Researcher on the Rise: Jessica Saniguq Ullrich

Researcher on the Rise, Jessica Saniguq Ullrich

Article by Judith Van Dongen published in Research News and Highlights

Despite the distance between Spokane and her Tribe of Nome Eskimo Community, Jessica Saniguq Ullrich’s work has brought her closer to her community. Since January 2023, Ullrich has served as a research assistant professor in the WSU Institute for Research and Education to Advance Community Health (IREACH), where she is part of a large contingent of Native scholars who are conducting research aimed at reducing health disparities in U.S. Native populations.

What is your research focus?

I study Indigenous child wellbeing, which is my drive and passion and why I went back to school after working in child welfare in Alaska for 10 years. About 70 percent of children in foster care in Alaska are Alaska Native, even though Alaska Native people make up only 20 percent of the overall population in the state. That’s a huge disparity, and those outcomes have remained the same despite a lot of good efforts being made to change them. That fueled my desire to learn how to engage in research and see if it could help shine a light on what’s working, what’s not working and what to do about this problem.

What did your career path look like once you decided to venture into research?

I attended the University of Washington, where I got a PhD in social welfare and was a trainee in the university’s Indigenous Wellness Research Institute. As part of the work I did there, I crafted an Indigenous connectedness framework based on a literature review and interviews I conducted with Native leaders in the Alaska child welfare system. Connectedness refers to the interrelated wellbeing of a child, a family, a community and the earth. I added elements of intergenerational connectedness—connections with our ancestors and future generations and with culture and spirit—to that. During the process of developing this framework, which now guides all of my work, I learned so much about how to help children, families and communities heal from trauma by promoting connectedness.

How did you land at WSU and what drew you here?

After completing my PhD, I worked in Alaska for a few years before moving to Spokane with my partner, who is in law school here. That’s when I got recruited to IREACH. I really love being part of an institute that focuses solely on research. The co-directors I met with are all very knowledgeable and experienced. I felt like I was going to get the skills, mentorship and support I needed to pursue some grants that my community was asking for. It felt like the right move.

What projects are you currently working on?

I’m working on tribal school development; language revitalization; and intergenerational health and wellbeing, all in my home community of Nome, Alaska. I feel like this could lead to exponential outcomes where we’re focusing on children, parents, elders and the community as a whole—not just individuals.
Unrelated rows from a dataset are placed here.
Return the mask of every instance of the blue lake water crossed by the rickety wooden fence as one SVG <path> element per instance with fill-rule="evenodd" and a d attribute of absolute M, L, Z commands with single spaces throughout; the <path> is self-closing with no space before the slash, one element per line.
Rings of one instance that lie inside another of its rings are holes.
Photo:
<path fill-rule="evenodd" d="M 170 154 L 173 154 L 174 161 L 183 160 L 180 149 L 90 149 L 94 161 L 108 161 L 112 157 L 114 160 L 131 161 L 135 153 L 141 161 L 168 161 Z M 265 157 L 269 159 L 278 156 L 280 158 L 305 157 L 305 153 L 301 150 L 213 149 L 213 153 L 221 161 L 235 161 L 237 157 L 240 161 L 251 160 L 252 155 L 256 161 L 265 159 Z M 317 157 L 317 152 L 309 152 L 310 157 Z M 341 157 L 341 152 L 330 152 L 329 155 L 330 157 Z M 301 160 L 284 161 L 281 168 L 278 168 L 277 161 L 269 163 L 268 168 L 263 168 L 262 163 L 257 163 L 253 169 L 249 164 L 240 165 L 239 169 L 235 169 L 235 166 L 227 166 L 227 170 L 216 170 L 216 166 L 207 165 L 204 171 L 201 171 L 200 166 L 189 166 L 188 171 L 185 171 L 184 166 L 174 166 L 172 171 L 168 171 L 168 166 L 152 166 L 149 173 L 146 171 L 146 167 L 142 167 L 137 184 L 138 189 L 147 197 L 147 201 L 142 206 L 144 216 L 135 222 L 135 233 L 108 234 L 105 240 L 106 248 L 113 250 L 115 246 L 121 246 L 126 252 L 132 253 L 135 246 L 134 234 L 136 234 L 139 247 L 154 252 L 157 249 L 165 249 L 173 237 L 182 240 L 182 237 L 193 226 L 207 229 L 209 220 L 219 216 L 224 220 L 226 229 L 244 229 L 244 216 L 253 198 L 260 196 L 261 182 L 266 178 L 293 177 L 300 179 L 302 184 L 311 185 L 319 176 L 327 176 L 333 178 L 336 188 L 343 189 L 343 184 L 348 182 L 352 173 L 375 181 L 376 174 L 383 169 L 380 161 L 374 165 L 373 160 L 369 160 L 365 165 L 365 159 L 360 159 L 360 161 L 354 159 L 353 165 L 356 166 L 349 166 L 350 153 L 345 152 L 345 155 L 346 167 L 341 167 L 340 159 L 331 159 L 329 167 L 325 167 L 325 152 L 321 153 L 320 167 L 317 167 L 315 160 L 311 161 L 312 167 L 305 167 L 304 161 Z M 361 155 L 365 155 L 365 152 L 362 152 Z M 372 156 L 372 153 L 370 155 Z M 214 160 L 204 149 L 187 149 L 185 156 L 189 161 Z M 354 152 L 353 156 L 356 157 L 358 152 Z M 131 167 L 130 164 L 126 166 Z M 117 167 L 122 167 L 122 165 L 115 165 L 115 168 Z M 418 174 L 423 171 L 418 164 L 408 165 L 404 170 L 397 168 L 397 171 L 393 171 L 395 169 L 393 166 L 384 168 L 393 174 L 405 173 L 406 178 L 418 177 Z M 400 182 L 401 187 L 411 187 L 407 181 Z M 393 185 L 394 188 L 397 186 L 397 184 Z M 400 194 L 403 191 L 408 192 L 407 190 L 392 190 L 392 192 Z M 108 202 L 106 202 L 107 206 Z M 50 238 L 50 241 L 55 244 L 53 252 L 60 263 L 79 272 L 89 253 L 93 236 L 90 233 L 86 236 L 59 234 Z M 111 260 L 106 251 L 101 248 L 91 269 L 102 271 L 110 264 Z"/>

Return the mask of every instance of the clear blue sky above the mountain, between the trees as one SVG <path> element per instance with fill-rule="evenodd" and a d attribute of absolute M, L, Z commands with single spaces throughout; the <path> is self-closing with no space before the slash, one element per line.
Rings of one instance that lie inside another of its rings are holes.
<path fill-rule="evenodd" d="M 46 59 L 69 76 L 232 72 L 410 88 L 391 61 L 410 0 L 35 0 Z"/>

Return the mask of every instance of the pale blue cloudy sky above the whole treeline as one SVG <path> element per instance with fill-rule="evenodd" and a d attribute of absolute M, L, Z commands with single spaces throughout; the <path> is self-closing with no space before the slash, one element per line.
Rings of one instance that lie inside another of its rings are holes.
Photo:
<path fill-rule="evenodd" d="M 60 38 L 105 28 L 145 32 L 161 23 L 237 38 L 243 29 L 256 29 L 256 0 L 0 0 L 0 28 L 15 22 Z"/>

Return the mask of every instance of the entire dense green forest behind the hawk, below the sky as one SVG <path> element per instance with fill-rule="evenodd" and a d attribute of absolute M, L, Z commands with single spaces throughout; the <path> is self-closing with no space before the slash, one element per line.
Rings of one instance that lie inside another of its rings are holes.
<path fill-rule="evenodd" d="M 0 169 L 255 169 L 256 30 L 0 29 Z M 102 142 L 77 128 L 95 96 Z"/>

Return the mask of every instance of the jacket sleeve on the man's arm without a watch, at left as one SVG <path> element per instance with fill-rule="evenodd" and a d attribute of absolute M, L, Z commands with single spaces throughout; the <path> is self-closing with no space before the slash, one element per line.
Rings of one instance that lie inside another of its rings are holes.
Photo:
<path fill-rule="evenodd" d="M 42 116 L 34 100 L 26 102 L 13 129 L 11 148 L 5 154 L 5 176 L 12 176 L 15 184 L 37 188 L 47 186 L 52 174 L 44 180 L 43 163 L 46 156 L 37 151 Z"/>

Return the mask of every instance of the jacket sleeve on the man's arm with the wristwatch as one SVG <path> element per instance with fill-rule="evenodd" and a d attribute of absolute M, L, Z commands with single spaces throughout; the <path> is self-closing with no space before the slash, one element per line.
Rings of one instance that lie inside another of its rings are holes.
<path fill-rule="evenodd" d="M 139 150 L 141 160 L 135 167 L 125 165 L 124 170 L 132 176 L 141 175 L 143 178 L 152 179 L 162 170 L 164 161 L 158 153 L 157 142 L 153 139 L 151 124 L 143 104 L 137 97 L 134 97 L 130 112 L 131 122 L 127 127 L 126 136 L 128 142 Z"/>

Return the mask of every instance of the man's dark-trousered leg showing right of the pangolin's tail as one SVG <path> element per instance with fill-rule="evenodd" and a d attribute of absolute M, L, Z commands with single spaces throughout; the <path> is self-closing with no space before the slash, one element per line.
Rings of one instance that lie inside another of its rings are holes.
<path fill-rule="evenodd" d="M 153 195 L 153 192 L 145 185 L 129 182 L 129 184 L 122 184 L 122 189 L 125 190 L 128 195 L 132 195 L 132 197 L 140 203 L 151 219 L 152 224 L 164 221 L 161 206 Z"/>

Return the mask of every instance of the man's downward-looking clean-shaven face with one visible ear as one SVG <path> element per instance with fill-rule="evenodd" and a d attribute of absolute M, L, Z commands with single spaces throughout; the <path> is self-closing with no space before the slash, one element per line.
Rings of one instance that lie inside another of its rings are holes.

I have several grants that fund my work in this area. With a grant from the Spencer Foundation, I’m putting together a research plan for the development of a tribal school. I’m doing this work in conjunction with five tribes in Alaska that were selected by the state to engage in an education compacting effort, a process that authorizes tribes to operate and oversee K-12 schools that combine Western and tribal educational models. The curriculum for the new school will provide Native language immersion and will incorporate some of the ecological knowledge and community history that are absent in the standard curriculum. We’re starting with this one school, but hope it will ultimately lead to an entire school system that is more accepting of and responsive to tribal communities.

I also have a pilot project grant through the Indigenous Wellness Research Institute at the University of Washington. It funds a project to develop, in partnership with tribal leaders, a connectedness curriculum that promotes intergenerational health and wellbeing across elders, parents, children and grandchildren. The grant is part of a training program that encourages Native scholars to pursue careers in substance abuse and addictions-related health disparities research.

I’m also a site consultant for a project aimed at improving youth welfare outcomes in Hawai’i and am part of a National Science Foundation-funded research effort to alleviate the burden of energy inefficiency and high energy cost in in remote Arctic communities in Alaska.

What do you enjoy most about working at WSU?

I feel really respected and heard as an Indigenous scholar. I have not had to fight for my research agenda—it’s seen as legitimate and important work. Here at IREACH, there’s a whole focus on research and we’re all on the same page about the importance of community, so I don’t have to justify and explain the need. This is my job. I also love the opportunity to work with my community, because I didn’t go after a PhD for selfish reasons. I did it to help open doors for them, so I could be one part of an interconnected web focused on promoting wellbeing and helping with the healing efforts back home.

What has been your proudest research achievement so far?

I feel like the best is yet to come, but one thing I’m very proud of and excited about is that I got to present to the staff at Sesame Street as part of a diversity, equity and inclusion speaker series. They asked me to talk about how to help families through grief, with a focus on indigenous communities. I also worked with them to create an education video on the topic, which is still in the works.

What is the big-picture goal for your research?

My hope and dream is that we can understand and acknowledge some of the trauma that goes on and that has happened in the past so we can shift, transform and change that in the present time to benefit generations we will never meet. If we can help our children to not have to struggle; not have to expend all this energy on healing from trauma; and not have to close their hearts to protect themselves, our communities will benefit and be healthy as well. So that’s my goal, and I’m not alone. I’m so inspired by so many people who are doing good work in this area.

This interview has been edited and condensed for clarity.